All of which goes to show just how delusional and out of touch the right has become at the end of a four-decade cycle of power. Still, if they succeed with this latest cynical and dangerous scheme, it will be best to book those swimming lessons soon!

Catching Up With The News, Item #1: DPP Tellin' It Like It Is

So, Mr. Steve has been busy lately - very busy - preparing for a disastrous interview for a position as an international currencies dealer with a major UK bank. More on that some other time, as it was an interesting experience if a highly unsuccessful and inherently unsatisfying one.

In the meantime, there is plenty of recent news to catch up with, including the UK's Director of Public Prosecutions, Sir Ken Macdonald, tellin' it like it is to the scare-mongering, war-mongering, freedom-hating New Labour government and, by extension, its masters in Washington.

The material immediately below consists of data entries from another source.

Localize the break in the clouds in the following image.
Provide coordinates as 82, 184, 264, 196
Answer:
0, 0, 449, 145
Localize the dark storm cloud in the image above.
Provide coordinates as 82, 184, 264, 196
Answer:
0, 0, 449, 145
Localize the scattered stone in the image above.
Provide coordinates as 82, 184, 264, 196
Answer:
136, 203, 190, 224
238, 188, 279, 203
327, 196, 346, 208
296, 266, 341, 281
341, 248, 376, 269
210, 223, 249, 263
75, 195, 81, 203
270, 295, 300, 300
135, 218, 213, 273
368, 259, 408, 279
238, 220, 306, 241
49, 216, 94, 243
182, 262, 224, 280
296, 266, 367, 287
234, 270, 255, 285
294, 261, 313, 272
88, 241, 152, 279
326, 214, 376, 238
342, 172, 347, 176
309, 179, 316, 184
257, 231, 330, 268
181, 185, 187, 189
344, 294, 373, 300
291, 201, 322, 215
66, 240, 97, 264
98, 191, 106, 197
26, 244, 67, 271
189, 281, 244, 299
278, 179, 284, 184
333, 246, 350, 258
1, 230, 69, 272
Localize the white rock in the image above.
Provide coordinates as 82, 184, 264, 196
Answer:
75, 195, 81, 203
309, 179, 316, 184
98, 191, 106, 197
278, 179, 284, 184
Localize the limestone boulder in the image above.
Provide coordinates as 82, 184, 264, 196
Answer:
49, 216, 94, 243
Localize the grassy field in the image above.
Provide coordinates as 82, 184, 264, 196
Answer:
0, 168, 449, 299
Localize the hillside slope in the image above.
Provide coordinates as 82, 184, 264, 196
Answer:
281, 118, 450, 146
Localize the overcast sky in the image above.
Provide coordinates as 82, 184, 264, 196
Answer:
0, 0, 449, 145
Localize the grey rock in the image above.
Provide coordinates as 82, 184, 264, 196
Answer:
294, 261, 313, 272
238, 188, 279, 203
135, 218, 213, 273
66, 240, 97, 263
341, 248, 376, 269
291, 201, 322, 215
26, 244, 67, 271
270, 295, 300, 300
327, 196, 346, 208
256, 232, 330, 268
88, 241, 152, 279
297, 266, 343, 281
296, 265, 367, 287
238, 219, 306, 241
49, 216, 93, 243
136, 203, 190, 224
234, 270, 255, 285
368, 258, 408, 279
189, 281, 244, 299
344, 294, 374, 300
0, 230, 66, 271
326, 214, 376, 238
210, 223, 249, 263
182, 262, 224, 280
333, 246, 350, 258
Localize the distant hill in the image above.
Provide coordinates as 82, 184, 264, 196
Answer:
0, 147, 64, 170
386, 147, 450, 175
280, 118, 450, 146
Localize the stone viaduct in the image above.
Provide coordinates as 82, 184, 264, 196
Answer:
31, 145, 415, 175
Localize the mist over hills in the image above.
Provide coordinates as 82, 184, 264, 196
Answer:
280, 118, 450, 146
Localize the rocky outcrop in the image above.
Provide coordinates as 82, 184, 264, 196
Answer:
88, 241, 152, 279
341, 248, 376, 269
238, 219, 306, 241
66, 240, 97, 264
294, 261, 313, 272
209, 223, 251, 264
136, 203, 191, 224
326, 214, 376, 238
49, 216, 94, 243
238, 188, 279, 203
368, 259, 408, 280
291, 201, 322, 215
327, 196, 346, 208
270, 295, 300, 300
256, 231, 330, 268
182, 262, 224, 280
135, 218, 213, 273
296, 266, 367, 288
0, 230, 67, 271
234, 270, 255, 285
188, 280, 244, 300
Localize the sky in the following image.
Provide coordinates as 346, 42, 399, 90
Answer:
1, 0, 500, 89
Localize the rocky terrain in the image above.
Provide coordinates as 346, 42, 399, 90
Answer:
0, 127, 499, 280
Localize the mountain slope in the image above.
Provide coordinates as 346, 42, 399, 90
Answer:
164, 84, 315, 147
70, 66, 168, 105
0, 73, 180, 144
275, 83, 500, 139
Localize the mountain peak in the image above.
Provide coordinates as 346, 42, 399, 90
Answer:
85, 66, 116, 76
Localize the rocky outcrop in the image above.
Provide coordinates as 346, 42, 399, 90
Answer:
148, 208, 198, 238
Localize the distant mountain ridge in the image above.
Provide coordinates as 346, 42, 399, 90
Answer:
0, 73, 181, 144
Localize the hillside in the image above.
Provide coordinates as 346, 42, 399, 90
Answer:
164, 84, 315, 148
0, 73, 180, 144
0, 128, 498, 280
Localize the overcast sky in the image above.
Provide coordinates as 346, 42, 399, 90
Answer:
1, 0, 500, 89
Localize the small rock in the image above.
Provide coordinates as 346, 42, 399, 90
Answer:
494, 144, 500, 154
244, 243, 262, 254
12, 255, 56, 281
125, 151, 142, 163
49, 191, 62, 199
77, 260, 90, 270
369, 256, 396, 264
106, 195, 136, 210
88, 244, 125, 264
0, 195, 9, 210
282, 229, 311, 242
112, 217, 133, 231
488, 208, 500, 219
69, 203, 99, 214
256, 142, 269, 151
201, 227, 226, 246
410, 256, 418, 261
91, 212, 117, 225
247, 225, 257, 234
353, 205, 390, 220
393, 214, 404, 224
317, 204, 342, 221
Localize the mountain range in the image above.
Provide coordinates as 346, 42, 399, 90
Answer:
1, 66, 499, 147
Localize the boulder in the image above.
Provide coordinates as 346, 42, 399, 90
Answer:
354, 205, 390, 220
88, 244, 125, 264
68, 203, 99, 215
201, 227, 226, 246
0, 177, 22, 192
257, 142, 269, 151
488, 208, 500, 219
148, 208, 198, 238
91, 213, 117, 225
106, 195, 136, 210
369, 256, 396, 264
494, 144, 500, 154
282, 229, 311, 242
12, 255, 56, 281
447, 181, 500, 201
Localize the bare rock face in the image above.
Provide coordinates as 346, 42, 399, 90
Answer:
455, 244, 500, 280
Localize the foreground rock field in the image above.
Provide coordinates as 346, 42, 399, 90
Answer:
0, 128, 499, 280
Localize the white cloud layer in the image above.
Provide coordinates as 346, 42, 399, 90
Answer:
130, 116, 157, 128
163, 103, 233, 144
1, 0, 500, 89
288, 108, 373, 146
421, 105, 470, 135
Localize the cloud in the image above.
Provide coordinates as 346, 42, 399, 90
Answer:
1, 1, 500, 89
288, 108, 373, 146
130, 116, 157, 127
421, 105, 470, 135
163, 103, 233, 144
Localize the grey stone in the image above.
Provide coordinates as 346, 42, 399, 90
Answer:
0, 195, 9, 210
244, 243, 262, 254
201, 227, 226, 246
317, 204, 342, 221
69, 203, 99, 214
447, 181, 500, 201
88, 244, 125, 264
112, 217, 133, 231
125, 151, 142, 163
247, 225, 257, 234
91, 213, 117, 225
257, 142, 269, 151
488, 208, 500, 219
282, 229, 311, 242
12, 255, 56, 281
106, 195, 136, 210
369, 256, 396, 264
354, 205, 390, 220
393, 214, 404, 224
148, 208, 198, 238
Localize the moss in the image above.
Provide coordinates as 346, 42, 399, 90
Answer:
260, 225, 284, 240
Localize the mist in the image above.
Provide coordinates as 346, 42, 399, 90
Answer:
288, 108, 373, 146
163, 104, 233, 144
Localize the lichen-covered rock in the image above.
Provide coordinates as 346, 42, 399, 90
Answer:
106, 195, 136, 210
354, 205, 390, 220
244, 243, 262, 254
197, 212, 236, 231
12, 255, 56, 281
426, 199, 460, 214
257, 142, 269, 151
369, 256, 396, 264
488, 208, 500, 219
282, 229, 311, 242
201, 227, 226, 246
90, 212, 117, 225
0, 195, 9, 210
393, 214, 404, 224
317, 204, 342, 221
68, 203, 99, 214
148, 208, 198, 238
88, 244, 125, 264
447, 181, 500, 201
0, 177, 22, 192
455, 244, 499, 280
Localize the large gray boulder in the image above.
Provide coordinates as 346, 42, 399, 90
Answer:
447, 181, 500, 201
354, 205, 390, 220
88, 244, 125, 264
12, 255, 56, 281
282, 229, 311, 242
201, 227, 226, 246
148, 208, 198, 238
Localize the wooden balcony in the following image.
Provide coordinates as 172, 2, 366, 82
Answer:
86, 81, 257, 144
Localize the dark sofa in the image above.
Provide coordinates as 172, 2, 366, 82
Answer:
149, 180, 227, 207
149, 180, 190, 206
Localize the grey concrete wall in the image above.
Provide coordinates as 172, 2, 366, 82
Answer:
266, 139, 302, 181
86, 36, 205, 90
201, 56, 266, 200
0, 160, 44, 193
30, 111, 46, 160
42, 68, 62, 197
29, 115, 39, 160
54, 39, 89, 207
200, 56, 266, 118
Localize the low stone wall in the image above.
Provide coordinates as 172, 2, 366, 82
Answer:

To quote possibly the best bit:

"London is not a battlefield. Those innocents who were murdered on July 7 2005 were not victims of war. And the men who killed them were not, as in their vanity they claimed on their ludicrous videos, 'soldiers'. They were deluded, narcissistic inadequates. They were criminals. They were fantasists. We need to be very clear about this. On the streets of London, there is no such thing as a 'war on terror', just as there can be no such thing as a 'war on drugs'.

"The fight against terrorism on the streets of Britain is not a war. It is the prevention of crime, the enforcement of our laws and the winning of justice for those damaged by their infringement."

As the Woodpecker cider ads used to say (and possibly still do, for all I know about the cider industry's current marketing campaigns): "What a refreshing change!"

History is likely to expose in full the absolute folly of the Bush/Blair axis' military approach to what have essentially been criminal acts of mass murder on 11 September 2001, 11 March 2004 and 7 July 2005, and attempted mass murder on 21 July 2005. While a military response to the 9/11 atrocities was probably appropriate in the case of Afghanistan under the Muslim Taleban, the Christian Taleban who run the White House and exert a more subtle but no less alarming influence within Downing Street - creationism in PFI-financed state schools, anyone? - have since upped the ante considerably, with the Iraq War being the foremost, but by no means sole, example of just how "successfully" our Dear Leaders have turned a tragedy into a farce and back into a tragedy again.

So, here's to Sir Ken Macdonald for speaking truth to power, even though, as long-time activist, disgraced academic and faux-Native American Ward Churchill points out, power already knows what it's doing. If Sir Ken's words can remove the wool from the eyes of even a few sleepy politicians and media commentators, he will have done more in the interests of the public good than pretty much the rest of Whitehall combined.

Sir Ken: Information Landmine salutes you!